The program director gives a fine briefing and group departs to Beijing Zoo at 1030 - But I instead take taxi arranged by Ms Weiman to the Chinese Revolutionary Military museum. Cost is 14 Y plus tip. The scale of the city map is deceiving, so the museum is a lot further from the hotel than I expect - good thing I do not try to walk there. By 0900 the city traffic is very congested. There are many fine, tall buildings along this main street. There are many elevated cross streets which must have involved destruction of thousands of homes. The military museum is a large building with marble floors and very high ceilings to large halls. It is an extraordinary museum, very well laid out with extensive descriptions of the exhibits. There is much too much to see in one morning or even in several days. Another taxi takes me back to the group lunch at a fine restaurant with detailed written directions by Ms Weiman - but the taxi driver cannot find it at the place it seems to appear on the sketch map. Fortunately he can cell phone to our guide for directions. The resturant is about 5 blocks through narrow alleys from the indicated spot. The local tour guide is waiting outside as I arrive. Cost is 32 Y plus tip. The restaurant is spacious with beautiful decoractions and set up for special groups in 4 or 5 small rooms. We have the first of many daily banquet lunches. The dishes are served family style, placed on a lazy susan in the center, to each group of 10 at a table and come one after another so that by the time the last items are served one can hardly eat any more. See Beijing
After lunch we start the tour of Tian' An Men Square and then the Forbidden city. There are many people in the immense square yet it hardly seems populated. There are the usual souvineer sellers - watches, books, hats, postal stamps and more. We buy several hats with Beijing Olympics symbols on them for .50 cents each. Then we enter the Imperial palace - the Forbidden city through a huge gate with the portrait of Mao over the passageway. There are 6000 buildings in this palace grounds in which 10,000 people lived to care for the emperor and court. There are Chinese soldiers in impecable uniforms standing like statues everywhere. The uniforms are dark green with white webbing. The large crowds of Chinese move easily through the huge spaces. The Forbidden city has a series of walls and gates with multiple courtyards between. Several of the important palaces are being repaired and are covered with wire. But we are able to enter others. We visit part of the extensive living quarters also and peer through glass to see the interior furnishings. There are ancient cauldrons used in former days for fire protection. The rock garden is interesting - unusual formations obviously assembled from other places.

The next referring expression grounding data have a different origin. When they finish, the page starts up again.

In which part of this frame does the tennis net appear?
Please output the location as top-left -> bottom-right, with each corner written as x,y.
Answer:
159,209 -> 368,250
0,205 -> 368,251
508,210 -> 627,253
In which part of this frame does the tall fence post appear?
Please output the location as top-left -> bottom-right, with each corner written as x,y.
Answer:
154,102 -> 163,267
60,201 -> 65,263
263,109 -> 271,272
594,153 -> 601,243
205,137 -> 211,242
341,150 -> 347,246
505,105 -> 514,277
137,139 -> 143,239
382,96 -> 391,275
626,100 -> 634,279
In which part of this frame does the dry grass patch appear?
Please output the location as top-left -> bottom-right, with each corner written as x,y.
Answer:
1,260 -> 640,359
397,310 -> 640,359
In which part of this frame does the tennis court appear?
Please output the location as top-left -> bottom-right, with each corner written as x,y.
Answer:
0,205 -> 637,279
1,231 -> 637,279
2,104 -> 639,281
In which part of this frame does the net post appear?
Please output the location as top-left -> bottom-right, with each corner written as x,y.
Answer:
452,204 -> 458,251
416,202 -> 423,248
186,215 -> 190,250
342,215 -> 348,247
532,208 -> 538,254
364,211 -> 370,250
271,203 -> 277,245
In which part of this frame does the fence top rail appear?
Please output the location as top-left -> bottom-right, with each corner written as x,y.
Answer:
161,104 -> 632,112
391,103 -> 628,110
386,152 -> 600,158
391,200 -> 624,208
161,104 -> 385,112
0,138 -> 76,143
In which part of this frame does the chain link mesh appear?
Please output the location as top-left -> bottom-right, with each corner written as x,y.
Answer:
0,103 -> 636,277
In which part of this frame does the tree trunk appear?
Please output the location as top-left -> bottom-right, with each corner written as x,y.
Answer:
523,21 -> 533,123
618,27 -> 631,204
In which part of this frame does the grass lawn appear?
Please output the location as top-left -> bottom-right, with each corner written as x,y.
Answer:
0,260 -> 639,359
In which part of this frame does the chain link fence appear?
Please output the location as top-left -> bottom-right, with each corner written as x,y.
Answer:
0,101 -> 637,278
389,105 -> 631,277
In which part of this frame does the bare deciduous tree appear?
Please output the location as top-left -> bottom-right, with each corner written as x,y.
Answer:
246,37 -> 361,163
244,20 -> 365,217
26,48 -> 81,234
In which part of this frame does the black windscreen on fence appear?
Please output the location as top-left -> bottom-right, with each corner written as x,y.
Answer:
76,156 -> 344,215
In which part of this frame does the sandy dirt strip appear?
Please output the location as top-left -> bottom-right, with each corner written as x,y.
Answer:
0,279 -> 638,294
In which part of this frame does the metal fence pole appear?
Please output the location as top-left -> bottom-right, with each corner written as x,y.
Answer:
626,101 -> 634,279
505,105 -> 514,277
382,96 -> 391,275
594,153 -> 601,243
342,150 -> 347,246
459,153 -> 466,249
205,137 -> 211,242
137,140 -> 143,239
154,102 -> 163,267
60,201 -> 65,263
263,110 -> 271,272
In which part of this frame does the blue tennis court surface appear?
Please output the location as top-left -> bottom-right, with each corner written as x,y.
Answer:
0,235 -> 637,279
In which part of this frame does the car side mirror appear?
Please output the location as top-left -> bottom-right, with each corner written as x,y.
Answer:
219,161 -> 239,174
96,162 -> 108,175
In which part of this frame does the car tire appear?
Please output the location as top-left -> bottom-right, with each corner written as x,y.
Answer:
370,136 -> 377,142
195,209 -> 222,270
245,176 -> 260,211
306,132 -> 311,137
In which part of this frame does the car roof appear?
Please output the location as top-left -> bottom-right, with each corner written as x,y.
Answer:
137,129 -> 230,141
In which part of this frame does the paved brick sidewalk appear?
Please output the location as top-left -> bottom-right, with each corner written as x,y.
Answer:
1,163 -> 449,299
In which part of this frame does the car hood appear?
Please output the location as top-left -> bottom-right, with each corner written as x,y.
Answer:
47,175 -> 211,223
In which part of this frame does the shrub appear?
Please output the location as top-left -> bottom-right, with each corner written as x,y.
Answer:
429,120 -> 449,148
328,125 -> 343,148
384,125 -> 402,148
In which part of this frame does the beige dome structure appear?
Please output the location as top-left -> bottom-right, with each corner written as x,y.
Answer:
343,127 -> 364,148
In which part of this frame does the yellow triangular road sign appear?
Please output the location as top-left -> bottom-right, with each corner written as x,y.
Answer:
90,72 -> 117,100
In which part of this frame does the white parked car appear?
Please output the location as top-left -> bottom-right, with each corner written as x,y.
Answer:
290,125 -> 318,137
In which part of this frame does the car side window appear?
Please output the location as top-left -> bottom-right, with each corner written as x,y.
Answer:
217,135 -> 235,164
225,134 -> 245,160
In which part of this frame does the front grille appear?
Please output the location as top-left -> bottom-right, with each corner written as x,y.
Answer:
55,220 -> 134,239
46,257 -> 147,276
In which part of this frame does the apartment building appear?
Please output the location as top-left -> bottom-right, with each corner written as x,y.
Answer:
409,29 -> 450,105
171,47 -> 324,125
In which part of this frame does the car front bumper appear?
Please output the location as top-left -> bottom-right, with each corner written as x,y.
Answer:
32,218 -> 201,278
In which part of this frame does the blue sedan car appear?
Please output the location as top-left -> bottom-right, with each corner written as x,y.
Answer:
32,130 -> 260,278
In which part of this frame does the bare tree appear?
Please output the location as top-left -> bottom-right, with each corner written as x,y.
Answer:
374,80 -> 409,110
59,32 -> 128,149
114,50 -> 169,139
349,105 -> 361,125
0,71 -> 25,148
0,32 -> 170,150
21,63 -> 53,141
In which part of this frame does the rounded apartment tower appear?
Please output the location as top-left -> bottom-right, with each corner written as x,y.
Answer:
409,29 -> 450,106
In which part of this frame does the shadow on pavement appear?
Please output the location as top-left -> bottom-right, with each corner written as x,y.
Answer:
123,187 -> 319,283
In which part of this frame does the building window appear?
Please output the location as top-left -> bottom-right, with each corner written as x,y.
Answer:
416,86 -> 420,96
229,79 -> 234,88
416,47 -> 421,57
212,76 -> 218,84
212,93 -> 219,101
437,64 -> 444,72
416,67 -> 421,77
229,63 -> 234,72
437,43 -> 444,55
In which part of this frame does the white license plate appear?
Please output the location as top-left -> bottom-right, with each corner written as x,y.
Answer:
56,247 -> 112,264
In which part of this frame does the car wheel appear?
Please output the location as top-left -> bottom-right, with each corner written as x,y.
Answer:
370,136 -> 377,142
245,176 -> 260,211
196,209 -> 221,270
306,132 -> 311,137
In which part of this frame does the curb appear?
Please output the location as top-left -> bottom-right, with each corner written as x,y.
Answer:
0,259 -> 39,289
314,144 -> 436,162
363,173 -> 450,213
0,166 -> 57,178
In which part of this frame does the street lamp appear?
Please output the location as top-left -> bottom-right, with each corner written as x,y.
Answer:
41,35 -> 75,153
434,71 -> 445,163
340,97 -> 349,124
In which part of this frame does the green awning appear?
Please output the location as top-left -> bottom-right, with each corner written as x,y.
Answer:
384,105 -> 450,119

We return to the hotel by bus, passing more temples and pagodas. Just enough time to dress for dinner. Bus to a famous Peking Duck Restaurant. It is an obvious tourist attraction with many huge dining rooms. A chef performs an artistic carving of a duck into 100 pieces. But the duck is a tiny part of the huge, multi-course dinner with too many courses to count served on platters on another lazy susan - we cannot eat all of even one course. Afterwards we try to walk off the excess by taking the subway back to the hotel and wandering through some very up-scale department stores. The Chinese are not lacking for hign-end European fashions, jewlery and perfumes. The subway is clean and quiet, not architecturally beautiful as in Moscow, but a lot more functional and clean. Too bed after a fascinating and exhausting day.